What is the biggest difference between Garbage Collection and Ownership?

It is not just the time spent doing GC, it is other overhead needed to keep track of pointers, and also that modern CPUs work best if the amount of working memory is minimised. So by re-cycling memory as early as possible, you will tend to minimise cache-misses.

Of course, GC languages do have advantages, but for system programming where you do not want to compromise on performance, non-GC languages such as C, C++, Rust tend to have the edge, and in terms of achieving this performance safely, Rust is almost unique ( there may now be other languages with a similar approach, Zig? ).

1 Like

The moving GC I work with doesn't "keep track of pointers" outside of the actual garbage collection, and allocation is very cheap. As free memory is one continuous piece of memory, so allocation is literally incrementing the pointer to the start of free memory, and checking if we should do a GC. Also, as it's a moving memory manager, we really squish everything together!

I'm happy to believe GCs are somewhat slower, but I see lots of people claim it frequently with little to no evidence.

For example, in the language shootout, Fortran (no GC) and Julia (GC) are almost identical in time taken -- Charts (Benchmarks Game) . Now Rust beats both, but it can't just be GC which makes it fast, else why does it also beat Fortran?

1 Like

I love this question because some of the best parts of Rust are just under the surface.

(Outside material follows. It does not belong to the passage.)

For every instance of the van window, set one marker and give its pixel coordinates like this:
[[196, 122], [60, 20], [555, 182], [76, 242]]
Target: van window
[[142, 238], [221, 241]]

My background is also in scientific computing, mostly in C++ but with some Python scripting. Ownership sits much closer to the manual memory management side than it does to the GC side. Like in C++, you have to explicitly tell the compiler when you want to put a value on the heap. Unlike in C++ though, you don't have to tell the compile when to get rid of it. That's ownership.

Most people stop there, but this is where Rust starts to shine. In order for an ownership system to work, you need to know how long something will (and should) exist. This means you can ensure references are always valid (i.e. you can build a borrow checker). This prevents lots of things like reference aliasing and smuggling. Knowing that references are always valid does more than just eliminate bugs. It makes you less scared of your code and reduces the mental burden of changing your code. You can generate a memory management model, and the compiler will hold you to it.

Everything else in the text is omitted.